Existe o temor —infundado— de certos juízes e promotores de que processos já julgados do passado possam ser revistos com críticas à sua atuação, promovida com respeito integral às normas de então. Não devem ter esse receio. Não estamos aqui diante de um sistema de direito adquirido em que os juízes e os promotores possam estar perdendo algo. Juízes e promotores não perdem nem ganham disputas judiciais. As carreiras de Estado agem em nome da sociedade, não em nome próprio. A sociedade, por meio de seus representantes, considerava incorretas determinadas condutas. A mesma sociedade passa agora a entender que temos que focar nos atos de comprovada má-fé. Opção do legislador. Resta a advogados, juízes e promotores cumprir a nova lei, que está em vigor para a frente em todos os casos em andamento, e para trás no que puder corrigir exageros do passado.
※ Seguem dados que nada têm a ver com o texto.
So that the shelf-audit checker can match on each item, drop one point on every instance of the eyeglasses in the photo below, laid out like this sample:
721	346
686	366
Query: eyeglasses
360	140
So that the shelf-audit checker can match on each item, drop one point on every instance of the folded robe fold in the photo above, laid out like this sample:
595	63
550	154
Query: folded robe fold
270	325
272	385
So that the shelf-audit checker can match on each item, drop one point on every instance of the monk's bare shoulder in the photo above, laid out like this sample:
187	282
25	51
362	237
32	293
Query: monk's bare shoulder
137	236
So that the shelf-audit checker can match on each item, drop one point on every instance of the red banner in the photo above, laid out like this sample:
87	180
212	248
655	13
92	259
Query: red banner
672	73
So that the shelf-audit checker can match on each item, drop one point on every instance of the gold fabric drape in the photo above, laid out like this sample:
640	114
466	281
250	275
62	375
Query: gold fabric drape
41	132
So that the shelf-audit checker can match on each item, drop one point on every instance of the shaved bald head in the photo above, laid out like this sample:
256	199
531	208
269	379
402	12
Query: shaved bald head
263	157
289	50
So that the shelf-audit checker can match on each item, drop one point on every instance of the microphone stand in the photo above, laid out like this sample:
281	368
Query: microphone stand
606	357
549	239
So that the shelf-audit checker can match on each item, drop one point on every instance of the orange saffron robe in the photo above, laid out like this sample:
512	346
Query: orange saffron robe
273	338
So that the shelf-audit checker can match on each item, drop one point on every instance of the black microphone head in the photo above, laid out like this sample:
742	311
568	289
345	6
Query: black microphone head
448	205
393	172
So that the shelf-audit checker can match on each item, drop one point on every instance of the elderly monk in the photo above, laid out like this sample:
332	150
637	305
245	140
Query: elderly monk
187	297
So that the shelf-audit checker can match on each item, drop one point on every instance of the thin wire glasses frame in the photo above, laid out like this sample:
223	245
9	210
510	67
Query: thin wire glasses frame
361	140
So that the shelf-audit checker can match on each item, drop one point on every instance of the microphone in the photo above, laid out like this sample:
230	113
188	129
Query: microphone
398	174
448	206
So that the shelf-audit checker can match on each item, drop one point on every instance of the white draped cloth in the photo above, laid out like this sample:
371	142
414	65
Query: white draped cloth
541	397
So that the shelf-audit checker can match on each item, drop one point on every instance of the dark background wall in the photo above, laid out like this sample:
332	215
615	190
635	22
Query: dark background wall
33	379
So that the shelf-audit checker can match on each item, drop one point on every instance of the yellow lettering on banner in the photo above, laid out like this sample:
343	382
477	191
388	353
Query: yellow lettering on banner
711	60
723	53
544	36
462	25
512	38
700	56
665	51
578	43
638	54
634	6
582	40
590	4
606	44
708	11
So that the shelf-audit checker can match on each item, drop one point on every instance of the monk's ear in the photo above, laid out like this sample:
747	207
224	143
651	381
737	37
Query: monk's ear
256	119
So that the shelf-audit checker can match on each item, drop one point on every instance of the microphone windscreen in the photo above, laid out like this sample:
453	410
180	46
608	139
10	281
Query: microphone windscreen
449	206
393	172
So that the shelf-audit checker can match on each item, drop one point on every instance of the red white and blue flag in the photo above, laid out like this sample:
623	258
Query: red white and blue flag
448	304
Os números são implacáveis: quando sabemos que somente 9,5% dos casos que chegam ao Superior Tribunal de Justiça são de improbidade tipicamente dolosa, e que 64% dos processos de improbidade resultam em alguma condenação, temos que cerca de 6% dos processados por improbidade realmente agiram com má intenção (contra 53% de condenações discutindo princípios). Esses dados fizeram com que o Congresso corrigisse os rumos da lei para focar no essencial. Um regime passado de "overcharging" (exagero na imputação) será agora abandonado. Ninguém nega que há e havia sobrevalorização de condutas por parte do Ministério Público. A mudança na lei mostra que temos de focar na celeridade e na prova real de desvios concretos. Localizar os valores desviados, bloquear e executar.

A lei supera esse panorama em que tudo se processa (mesmo sem prova) e no qual tudo se bloqueia (mesmo sem necessidade). São muitos os cidadãos que se afastam da máquina pública pelo temor de ter algum bloqueio ou condenação. Preocupa o fato de o STF caminhar para o controle da constitucionalidade da nova lei em um caso que sequer trata da nova lei.

A (nova) lei trouxe avanço. O Supremo prestigiará os bons quadros da administração se reforçar a evolução trazida pelo Congresso Nacional. E, é claro, dirá o óbvio: uma lei sancionadora retroage se for em benefício do réu.